Pasaron varios días de aquella última vez, yo caminaba por la ciudad con
una excitación enorme, cada mujer que encontraba en la calle creí que podía
cogérmela, lo acontecido en el camión me dio una confianza enorme, me sentía
un macho irresistible, era el amo del mundo.


Sucede que una mañana sin aguantar más, salí a buscar a Rosa, había
amanecido con unas ganas enormes de culear esa chaba, incluso esa mañana me había
masturbado pero lejos de bajar mi excitación, esta se incrementó.


Lo más curioso del caso era que yo no sabía exactamente dónde localizarla,
recorrí la carretera despacio, sin encontrarla, luego me devolví y justamente
en la parada donde abordé por primera vez aquel transporte la localicé, había
un camión parado y una pequeña fila de obreros y estudiantes abordándolo. No
quise tocar bocina para no llamar la atención de los demás, pero por otro lado
no quería que Rosa se me fuera, hice señales cambiando de luz baja a luz alta
con tan buena suerte que ella me vio, pero me hizo seña de que el camión la
dejaba, estaba indecisa, era casi su turno de abordar cuando dejó la fila y se
acercó al jeep.


Yo la vi aproximarse con su falda ajustada y con su blusa de botones
resaltando sus pechos a la altura de los hombros. Hablándome desde el exterior
del vehículo abrió la puerta y penetró al interior.

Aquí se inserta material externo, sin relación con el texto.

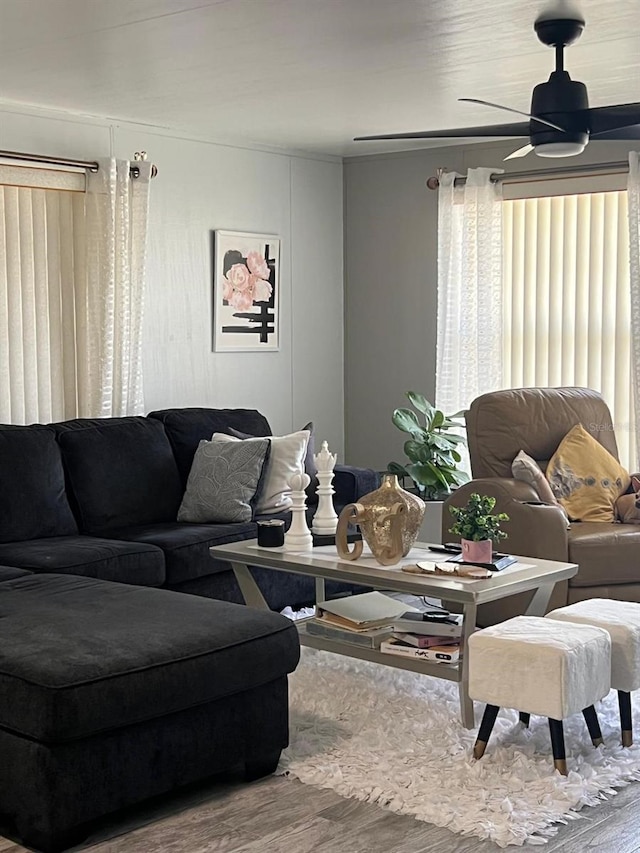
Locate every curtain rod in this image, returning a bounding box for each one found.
[0,151,158,178]
[426,160,629,190]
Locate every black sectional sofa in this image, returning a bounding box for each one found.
[0,408,378,610]
[0,409,377,851]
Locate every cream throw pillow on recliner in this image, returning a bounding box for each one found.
[211,429,310,515]
[511,450,567,517]
[547,424,631,522]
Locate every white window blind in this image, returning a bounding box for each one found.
[0,166,85,424]
[503,192,637,471]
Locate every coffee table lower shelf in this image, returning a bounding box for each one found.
[296,619,462,684]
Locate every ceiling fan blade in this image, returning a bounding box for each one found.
[504,144,534,160]
[353,121,529,142]
[591,124,640,142]
[587,103,640,139]
[458,98,565,131]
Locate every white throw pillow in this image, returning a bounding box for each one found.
[211,429,311,515]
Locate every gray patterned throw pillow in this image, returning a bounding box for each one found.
[178,438,269,523]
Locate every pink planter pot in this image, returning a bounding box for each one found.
[461,539,493,563]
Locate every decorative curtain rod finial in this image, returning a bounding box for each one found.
[425,166,447,190]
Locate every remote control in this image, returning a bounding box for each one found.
[429,542,462,554]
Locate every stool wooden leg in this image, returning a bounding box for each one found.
[582,705,604,746]
[549,717,567,776]
[618,690,633,746]
[473,705,500,758]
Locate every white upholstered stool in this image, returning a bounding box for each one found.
[545,598,640,746]
[468,616,611,776]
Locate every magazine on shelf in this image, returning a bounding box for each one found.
[392,613,462,637]
[304,619,391,649]
[380,637,460,663]
[393,631,460,649]
[316,592,417,631]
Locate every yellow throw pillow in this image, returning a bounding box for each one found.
[547,424,631,522]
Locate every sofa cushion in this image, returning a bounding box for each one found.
[0,426,78,542]
[0,575,299,749]
[178,436,271,524]
[568,521,640,587]
[229,421,320,504]
[55,417,182,538]
[0,536,165,586]
[0,566,31,583]
[104,521,257,586]
[171,563,371,611]
[147,408,271,486]
[212,430,310,515]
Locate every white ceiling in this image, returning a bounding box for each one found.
[0,0,640,156]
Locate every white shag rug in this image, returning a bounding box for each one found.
[277,648,640,847]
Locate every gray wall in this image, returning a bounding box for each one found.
[0,110,344,452]
[344,141,640,470]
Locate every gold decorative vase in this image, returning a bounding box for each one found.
[336,474,425,566]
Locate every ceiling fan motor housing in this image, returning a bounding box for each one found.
[531,71,589,147]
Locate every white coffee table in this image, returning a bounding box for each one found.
[209,539,578,729]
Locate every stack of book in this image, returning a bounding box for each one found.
[380,614,462,663]
[304,592,417,649]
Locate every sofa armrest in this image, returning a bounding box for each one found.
[442,477,569,561]
[333,465,380,508]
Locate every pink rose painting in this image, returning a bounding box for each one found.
[214,231,280,351]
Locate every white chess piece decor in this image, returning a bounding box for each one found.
[284,471,313,551]
[311,441,338,535]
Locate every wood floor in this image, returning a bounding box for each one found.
[0,776,640,853]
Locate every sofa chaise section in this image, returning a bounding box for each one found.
[0,568,299,851]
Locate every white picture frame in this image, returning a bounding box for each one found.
[213,230,280,352]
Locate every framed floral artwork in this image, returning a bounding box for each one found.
[213,231,280,352]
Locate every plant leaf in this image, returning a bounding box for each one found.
[407,391,433,420]
[431,409,445,429]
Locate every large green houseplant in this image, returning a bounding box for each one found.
[387,391,469,500]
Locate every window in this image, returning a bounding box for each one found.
[503,191,636,468]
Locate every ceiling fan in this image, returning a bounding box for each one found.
[354,17,640,160]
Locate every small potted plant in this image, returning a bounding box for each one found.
[449,492,509,563]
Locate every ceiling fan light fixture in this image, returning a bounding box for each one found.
[535,139,586,157]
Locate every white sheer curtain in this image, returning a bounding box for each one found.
[436,169,502,414]
[0,160,151,424]
[627,151,640,470]
[85,158,151,417]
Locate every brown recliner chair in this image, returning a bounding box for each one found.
[442,388,640,626]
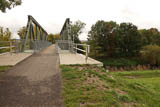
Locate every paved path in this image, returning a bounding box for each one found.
[59,52,103,66]
[0,45,63,107]
[0,52,32,66]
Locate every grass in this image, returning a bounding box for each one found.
[97,58,143,67]
[0,48,10,54]
[0,66,11,72]
[61,65,160,107]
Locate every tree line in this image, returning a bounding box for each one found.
[88,20,160,57]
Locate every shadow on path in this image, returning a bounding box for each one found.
[0,45,63,107]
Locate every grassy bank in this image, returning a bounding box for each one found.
[0,66,11,72]
[61,66,160,107]
[97,58,144,67]
[0,48,10,54]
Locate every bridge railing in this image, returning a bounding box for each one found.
[56,40,90,63]
[0,41,15,54]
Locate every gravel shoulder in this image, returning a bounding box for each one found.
[0,45,63,107]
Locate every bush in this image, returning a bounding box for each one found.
[140,45,160,66]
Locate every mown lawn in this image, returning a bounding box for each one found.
[61,65,160,107]
[97,58,144,67]
[0,66,11,73]
[0,48,10,54]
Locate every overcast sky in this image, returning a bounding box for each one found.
[0,0,160,40]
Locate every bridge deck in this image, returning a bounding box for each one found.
[59,52,103,66]
[0,52,32,66]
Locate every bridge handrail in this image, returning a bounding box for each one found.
[73,43,90,63]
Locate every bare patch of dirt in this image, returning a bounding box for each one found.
[83,73,107,90]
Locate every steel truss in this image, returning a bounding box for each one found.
[21,15,51,52]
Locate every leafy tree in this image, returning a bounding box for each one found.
[0,27,11,41]
[88,20,118,56]
[70,20,86,43]
[0,0,22,12]
[18,26,26,39]
[48,33,60,44]
[139,28,160,46]
[140,45,160,65]
[116,23,141,57]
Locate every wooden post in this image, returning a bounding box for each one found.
[86,45,88,64]
[10,38,12,55]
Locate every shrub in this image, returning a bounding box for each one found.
[140,45,160,65]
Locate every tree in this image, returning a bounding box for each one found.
[70,20,86,43]
[48,33,60,44]
[88,20,118,56]
[139,28,160,46]
[116,23,141,57]
[0,27,11,41]
[18,26,26,39]
[0,0,22,12]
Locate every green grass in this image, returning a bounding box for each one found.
[97,58,143,67]
[61,66,160,107]
[0,48,10,54]
[0,66,11,72]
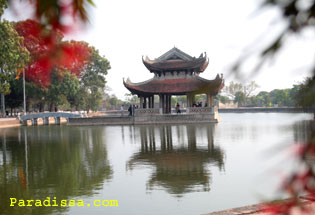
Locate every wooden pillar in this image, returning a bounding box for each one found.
[163,95,167,113]
[165,95,170,113]
[159,95,163,108]
[168,95,172,113]
[43,117,49,125]
[209,95,214,107]
[55,117,60,125]
[139,96,143,108]
[32,118,37,125]
[148,96,152,108]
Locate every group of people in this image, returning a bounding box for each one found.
[120,102,208,116]
[120,105,139,116]
[193,102,208,107]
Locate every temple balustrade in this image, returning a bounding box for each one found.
[20,112,81,125]
[186,107,215,114]
[135,108,161,116]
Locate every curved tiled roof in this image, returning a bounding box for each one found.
[142,47,209,72]
[124,76,224,95]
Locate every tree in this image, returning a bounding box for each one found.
[80,46,110,111]
[234,91,246,107]
[294,77,315,119]
[0,17,29,115]
[223,81,243,99]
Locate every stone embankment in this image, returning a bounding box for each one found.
[219,107,311,113]
[203,197,315,215]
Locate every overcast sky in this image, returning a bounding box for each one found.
[4,0,315,98]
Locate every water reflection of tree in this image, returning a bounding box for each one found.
[0,126,112,214]
[128,124,224,196]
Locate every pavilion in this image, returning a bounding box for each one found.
[123,47,224,119]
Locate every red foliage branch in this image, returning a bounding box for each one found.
[262,139,315,215]
[15,19,90,88]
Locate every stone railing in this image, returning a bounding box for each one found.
[186,107,216,114]
[135,108,160,116]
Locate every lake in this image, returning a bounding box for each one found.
[0,113,312,215]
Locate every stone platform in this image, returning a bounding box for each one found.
[68,114,218,125]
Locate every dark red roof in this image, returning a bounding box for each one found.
[142,47,209,72]
[143,58,209,72]
[124,76,224,95]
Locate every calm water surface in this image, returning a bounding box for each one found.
[0,113,312,215]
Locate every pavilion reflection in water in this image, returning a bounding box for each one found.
[128,124,224,196]
[0,126,113,215]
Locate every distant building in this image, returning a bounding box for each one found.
[124,47,224,117]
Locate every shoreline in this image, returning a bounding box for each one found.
[205,196,315,215]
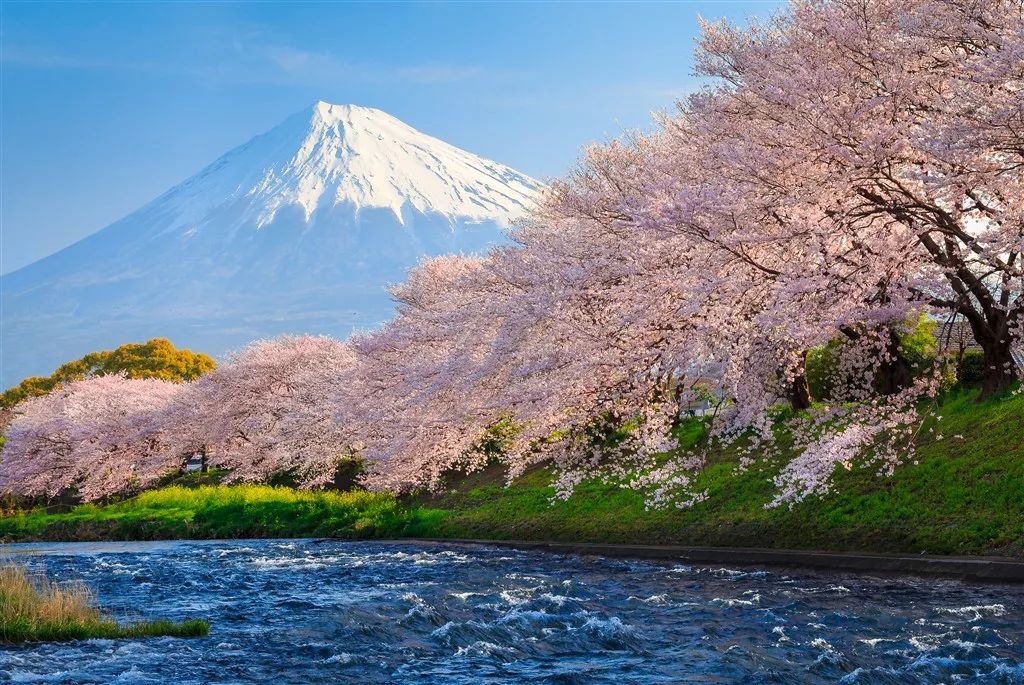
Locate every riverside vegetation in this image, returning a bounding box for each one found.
[0,390,1024,558]
[0,564,210,643]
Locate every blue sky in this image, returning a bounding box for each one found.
[0,0,778,272]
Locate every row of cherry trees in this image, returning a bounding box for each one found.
[0,0,1024,505]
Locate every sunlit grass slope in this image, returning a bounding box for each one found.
[0,564,210,643]
[0,485,428,540]
[415,393,1024,558]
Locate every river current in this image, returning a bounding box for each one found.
[0,540,1024,685]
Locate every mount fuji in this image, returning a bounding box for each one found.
[0,102,541,387]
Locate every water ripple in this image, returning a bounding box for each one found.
[0,540,1024,685]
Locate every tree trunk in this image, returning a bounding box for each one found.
[787,350,812,412]
[978,339,1019,399]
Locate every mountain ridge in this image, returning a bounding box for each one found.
[0,101,541,385]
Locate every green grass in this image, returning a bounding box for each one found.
[0,393,1024,558]
[0,564,210,643]
[0,485,428,541]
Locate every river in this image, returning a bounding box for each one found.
[0,540,1024,685]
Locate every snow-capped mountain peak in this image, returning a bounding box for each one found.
[0,101,540,384]
[161,101,538,228]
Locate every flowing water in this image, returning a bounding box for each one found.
[0,540,1024,685]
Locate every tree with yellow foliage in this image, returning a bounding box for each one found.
[0,338,217,408]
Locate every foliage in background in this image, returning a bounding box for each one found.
[0,338,217,408]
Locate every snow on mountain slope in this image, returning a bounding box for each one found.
[0,102,540,387]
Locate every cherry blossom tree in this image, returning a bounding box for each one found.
[0,376,185,500]
[682,0,1024,393]
[178,336,362,487]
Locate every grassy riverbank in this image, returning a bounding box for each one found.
[0,485,425,541]
[0,565,210,644]
[0,394,1024,558]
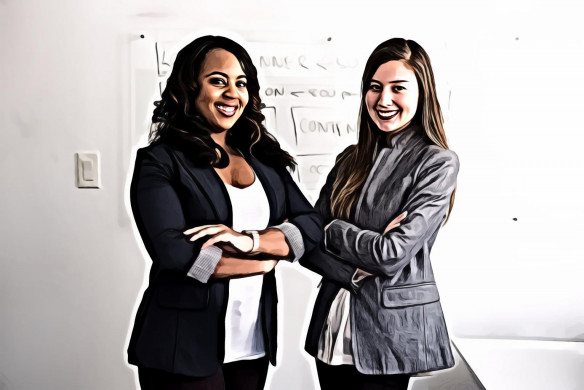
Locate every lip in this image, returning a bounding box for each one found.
[215,103,238,118]
[375,109,401,121]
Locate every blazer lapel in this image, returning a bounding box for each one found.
[172,151,233,226]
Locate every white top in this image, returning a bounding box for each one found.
[223,176,270,363]
[316,288,355,366]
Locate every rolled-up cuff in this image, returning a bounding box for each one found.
[270,222,304,262]
[324,219,346,256]
[187,245,223,283]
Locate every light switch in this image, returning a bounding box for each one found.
[75,152,101,188]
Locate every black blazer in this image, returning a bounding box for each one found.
[128,143,322,376]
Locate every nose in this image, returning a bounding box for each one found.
[377,88,393,107]
[223,83,238,99]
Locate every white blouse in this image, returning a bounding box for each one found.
[223,176,270,363]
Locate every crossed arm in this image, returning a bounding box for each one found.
[303,152,458,290]
[130,152,322,283]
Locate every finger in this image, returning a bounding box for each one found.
[393,211,408,222]
[190,226,224,241]
[183,225,221,234]
[383,223,401,234]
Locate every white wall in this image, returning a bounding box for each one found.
[0,0,584,390]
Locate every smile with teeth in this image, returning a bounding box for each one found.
[215,104,237,116]
[376,110,400,120]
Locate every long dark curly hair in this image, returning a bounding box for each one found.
[149,35,296,169]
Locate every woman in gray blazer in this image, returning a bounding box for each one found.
[302,38,459,390]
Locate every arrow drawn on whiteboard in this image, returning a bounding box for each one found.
[337,57,359,69]
[341,91,358,99]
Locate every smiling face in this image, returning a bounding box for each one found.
[195,49,249,132]
[365,61,419,132]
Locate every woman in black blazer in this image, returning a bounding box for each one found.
[302,38,458,390]
[128,36,322,389]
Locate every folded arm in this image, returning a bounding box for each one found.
[325,152,458,276]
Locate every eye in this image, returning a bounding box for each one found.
[209,77,226,85]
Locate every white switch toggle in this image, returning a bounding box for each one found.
[75,152,101,188]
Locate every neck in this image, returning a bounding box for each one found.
[211,131,227,151]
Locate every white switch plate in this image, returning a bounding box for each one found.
[75,152,101,188]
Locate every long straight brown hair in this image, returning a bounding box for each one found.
[330,38,454,219]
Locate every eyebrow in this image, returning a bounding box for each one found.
[205,71,247,80]
[371,79,409,84]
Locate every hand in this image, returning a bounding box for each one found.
[183,225,253,253]
[383,211,408,234]
[263,260,278,274]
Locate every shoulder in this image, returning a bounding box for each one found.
[422,145,460,167]
[335,144,357,164]
[136,142,178,163]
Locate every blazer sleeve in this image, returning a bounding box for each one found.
[270,169,323,261]
[300,152,357,292]
[325,150,459,277]
[130,150,222,283]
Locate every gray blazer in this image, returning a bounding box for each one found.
[301,126,459,374]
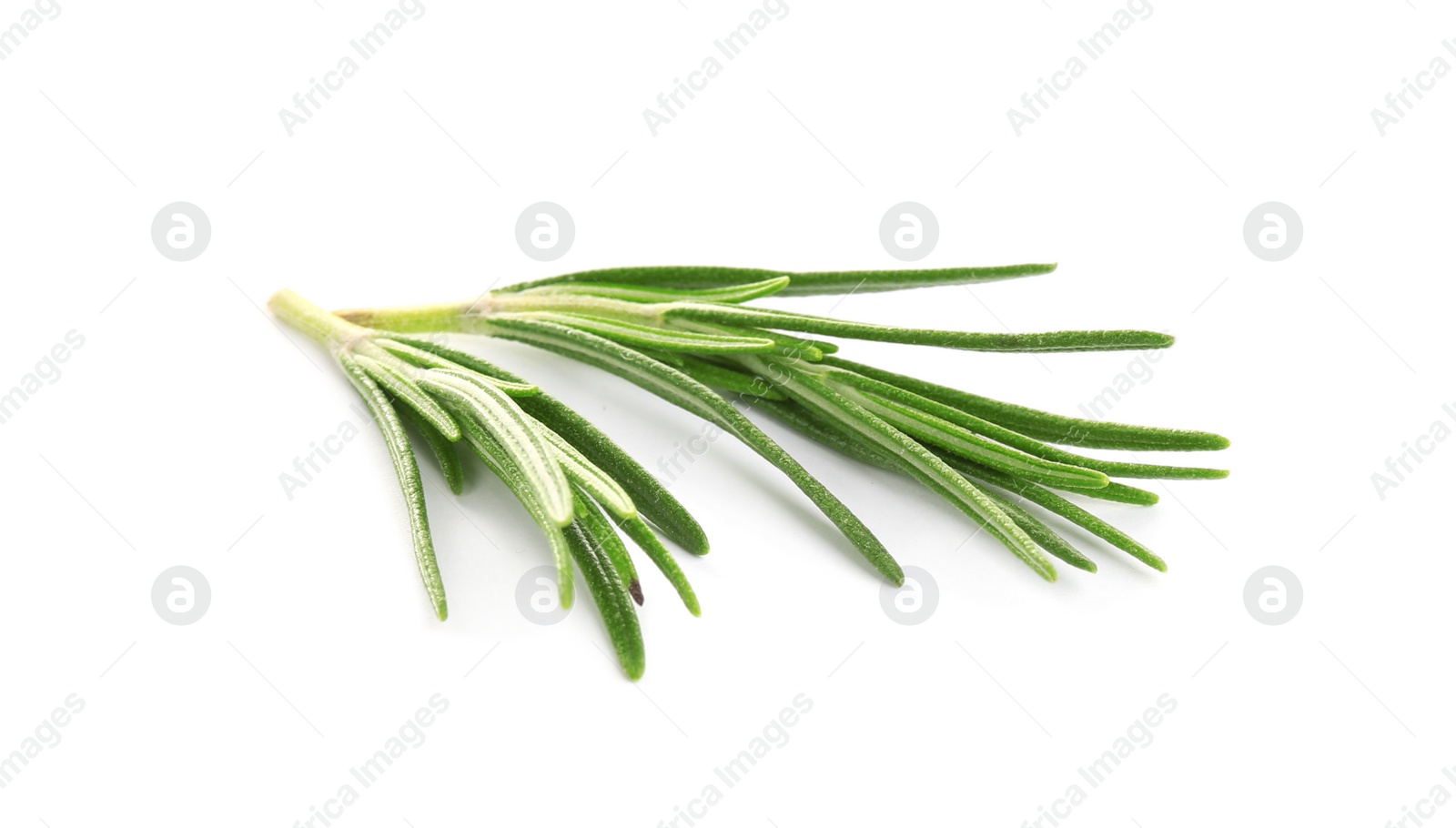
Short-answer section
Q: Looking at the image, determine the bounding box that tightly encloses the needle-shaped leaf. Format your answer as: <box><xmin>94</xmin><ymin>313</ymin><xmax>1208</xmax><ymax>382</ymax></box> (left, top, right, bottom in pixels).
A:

Tienes que llevarme a la escuela. - me dijo en tono picaresco Claro, no
faltaba más. - Le dije mientras besaba su boca rosada. Hoy tengo un examen y no
puedo perder mis clases. No hay problema. - Agregué poniendo el jeep en marcha.


Por tercera vez pude contemplar los atributos de aquella bella niña, hermosa
por demás, una piel blanca, con un fondo rosado, suave y juvenil, cabellos
rubios hermosos, recogidos por una abrazadera en su cuello, pero lo más hermoso
y excitante en ella eran sus pechos, obras de artes, resaltaban de ella como
prendas, ofreciendo una imagen majestuosa y provocando recónditos deseos.


Cuando ella me tocó, fue como si despertara, me había concentrado demasiado
en contemplarla y sentir la mano de ella buscando en el cierre de mi pantalón
me sobresaltó en principio, pero luego, ya calmado abrí mis piernas para
facilitarle la tarea.


No creas que te voy a dejar así para que otro te coma. - Dijo sacando mi
pene ya erecto y sin decir nada más lo tragó entero.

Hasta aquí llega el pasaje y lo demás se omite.